PHP, DOM, DTDs and named entities

·

Input

When an XML document is loaded using DOMDocument::load/DOMDocument::loadXML, there are several libxml options that affect how the document is processed. Here are some of the most useful:

OptionDescription
LIBXML_DTDLOADLoad the DTD for this XML file, as specified in the DOCTYPE declaration and possibly located via /etc/xml/catalog
LIBXML_NOENTReplace named character entities with their appropriate characters that are defined in the DTD
LIBXML_NOCDATAConvert CDATA blocks into text nodes
LIBXML_DTDATTRAdd default attributes specified in the DTD if they're missing from XML elements
LIBXML_DTDVALIDValidate the XML document against the DTD

There are also related PHP DOMDocument properties that can be set, but it's best to use the libxml options above to have exact control over what happens:

PropertyEquivalent
$dom->resolveExternalsLIBXML_DTDLOAD | LIBXML_DTDATTR
$dom->substituteEntitiesLIBXML_NOENT
$dom->validateOnParseLIBXML_DTDLOAD | LIBXML_DTDVALID
$dom->preserveWhiteSpaceNone (keep redundant white space)
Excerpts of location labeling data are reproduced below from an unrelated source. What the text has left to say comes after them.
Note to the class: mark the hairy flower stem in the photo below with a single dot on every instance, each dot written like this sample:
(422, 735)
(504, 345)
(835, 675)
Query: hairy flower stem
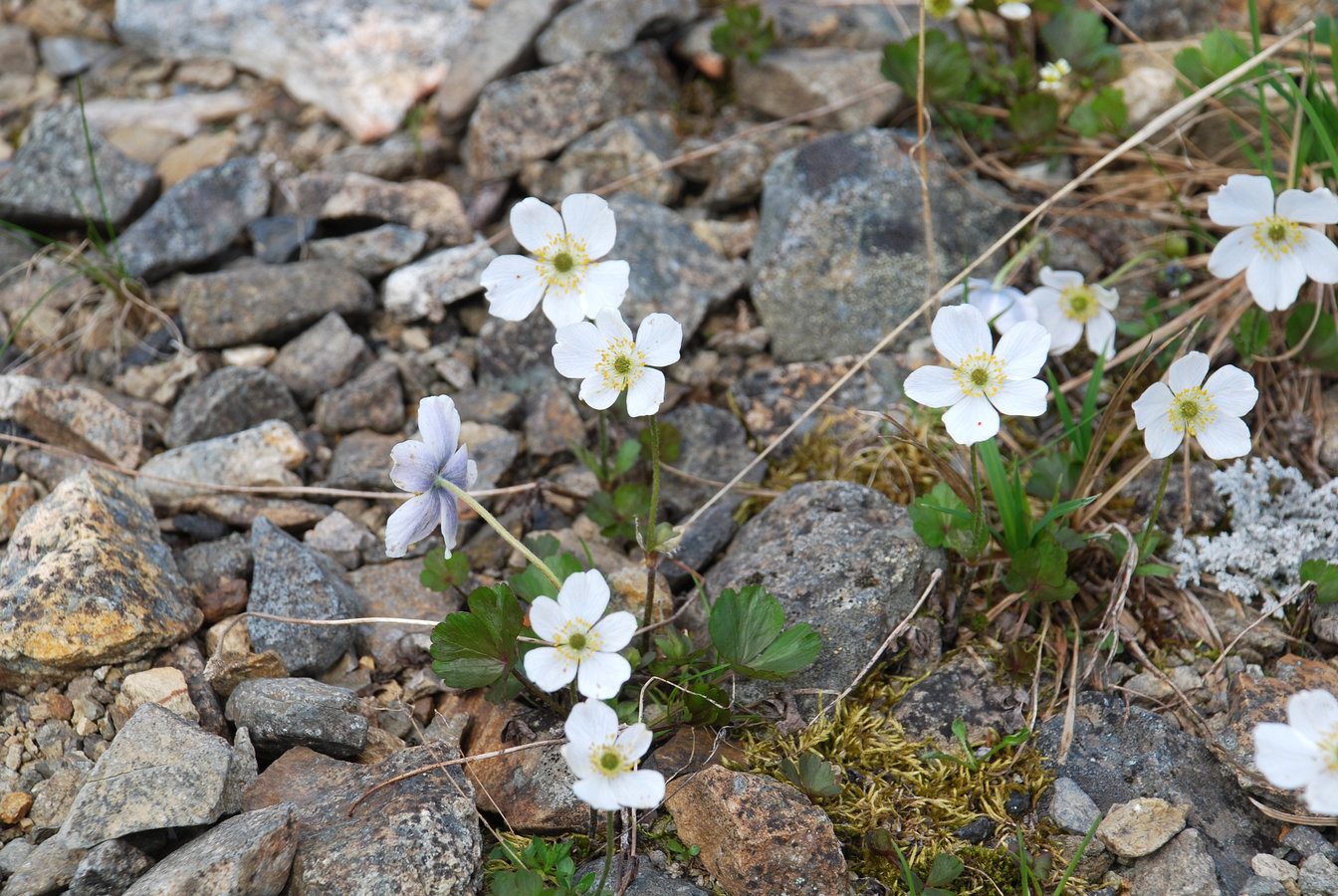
(1156, 509)
(652, 554)
(501, 530)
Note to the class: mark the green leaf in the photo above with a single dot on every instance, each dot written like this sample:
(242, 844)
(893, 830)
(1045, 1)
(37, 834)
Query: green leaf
(478, 647)
(746, 629)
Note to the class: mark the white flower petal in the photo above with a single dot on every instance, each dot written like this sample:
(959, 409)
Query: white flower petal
(1243, 199)
(646, 393)
(1318, 206)
(1274, 284)
(660, 339)
(971, 420)
(1232, 390)
(1187, 372)
(1225, 437)
(514, 287)
(602, 676)
(549, 669)
(933, 386)
(576, 349)
(1021, 397)
(640, 789)
(589, 217)
(411, 522)
(536, 224)
(1232, 253)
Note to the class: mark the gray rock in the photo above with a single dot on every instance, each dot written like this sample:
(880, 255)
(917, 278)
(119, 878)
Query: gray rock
(88, 582)
(418, 836)
(267, 303)
(195, 219)
(424, 288)
(294, 580)
(226, 401)
(536, 113)
(50, 183)
(110, 867)
(372, 252)
(786, 82)
(610, 152)
(1181, 868)
(248, 855)
(362, 63)
(299, 712)
(160, 772)
(322, 357)
(372, 400)
(1123, 752)
(839, 256)
(839, 557)
(606, 26)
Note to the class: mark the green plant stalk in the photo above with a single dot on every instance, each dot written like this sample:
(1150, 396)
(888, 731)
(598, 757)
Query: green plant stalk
(1156, 509)
(652, 556)
(501, 530)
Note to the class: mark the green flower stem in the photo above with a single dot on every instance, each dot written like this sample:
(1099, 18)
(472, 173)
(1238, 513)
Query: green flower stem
(501, 530)
(1156, 509)
(652, 556)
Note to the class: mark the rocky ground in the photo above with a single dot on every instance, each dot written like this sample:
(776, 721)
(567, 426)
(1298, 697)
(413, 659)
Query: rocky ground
(303, 202)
The function DOMDocument::validate() can be used instead of setting LIBXML_DTDVALID or $dom->validateOnParse, to validate the document after it has been parsed.

Output

There's one libxml option that can be used with DOMDocument::save/DOMDocument::saveXML to affect the output XML:

OptionDescription
LIBXML_NOEMPTYTAGExpand self-closing empty tags

There is also one DOMDocument property that can be set before using DOMDocument::save/DOMDocument::saveXML to output XML:

PropertyDescription
$dom->formatOutputIndent and format the output

Note that — if the document contains white space between elements — formatOutput has no effect on the output unless preserveWhiteSpace is set to FALSE before loading the DOMDocument.

Example code

First, a DTD file, saved as example.dtd:

<!-- define the entity "omegachar" -->
<!ENTITY omegachar "Ω">
<!-- set a default "title" attribute for "div" elements -->
<!ATTLIST div 
  title CDATA "default title">
<!-- define allowable elements and their contents -->
<!ELEMENT body (div+)>
<!ELEMENT div (p*, br*)>
<!ELEMENT p (#PCDATA)>
<!ELEMENT br (#PCDATA)>

Then some example XML that references the DTD:

$xml = '<?xml version="1.0" encoding="UTF-8"?>
<!DOCTYPE body SYSTEM "example.dtd">
<body><div><p>Ω</p>
<p>&omegachar;</p><p><![CDATA[<test>]]></p><br/></div></body>';

And some code to create and output DOM documents:

<?php
// define the libxml options
$options = LIBXML_DTDLOAD | LIBXML_NOENT | LIBXML_DTDVALID | LIBXML_NOCDATA;
$dom = new DOMDocument();
$dom->loadXML($xml, $options); // load using libxml options
print 'No default attributes and unformatted output; named entity converted:' . "\n";
print $dom->saveXML($dom) . "\n";
$dom = new DOMDocument();
$dom->preserveWhiteSpace = FALSE;
$dom->loadXML($xml, $options); // load using libxml options
$dom->formatOutput = TRUE;
print 'Formatted output and no empty tags:' . "\n";
print $dom->saveXML($dom, LIBXML_NOEMPTYTAG) . "\n"; 
// load with DOMDocument properties instead of libxml options
$dom = new DOMDocument();
$dom->resolveExternals = TRUE;
$dom->substituteEntities = TRUE;
$dom->loadXML($xml);
print 'Default attributes added due to resolveExternals; CDATA nodes unchanged:' . "\n";
print $dom->saveXML($dom) . "\n";

which produces this:

No default attributes and unformatted output; named entity converted:
<?xml version="1.0" encoding="UTF-8"?>
<!DOCTYPE body SYSTEM "example.dtd">
<body><div><p>Ω</p>
<p>Ω</p><p>&lt;test&gt;</p><br/></div></body>
Formatted output and no empty tags:
<?xml version="1.0" encoding="UTF-8"?>
<!DOCTYPE body SYSTEM "example.dtd">
<body>
  <div>
    <p>Ω</p>
    <p>Ω</p>
    <p>&lt;test&gt;</p>
    <br></br>
  </div>
</body>
Default attributes added due to resolveExternals; CDATA nodes unchanged:
<?xml version="1.0" encoding="UTF-8"?>
<!DOCTYPE body SYSTEM "example.dtd">
<body><div title="default title"><p>Ω</p>
<p>Ω</p><p><![CDATA[<test>]]></p><br/></div></body>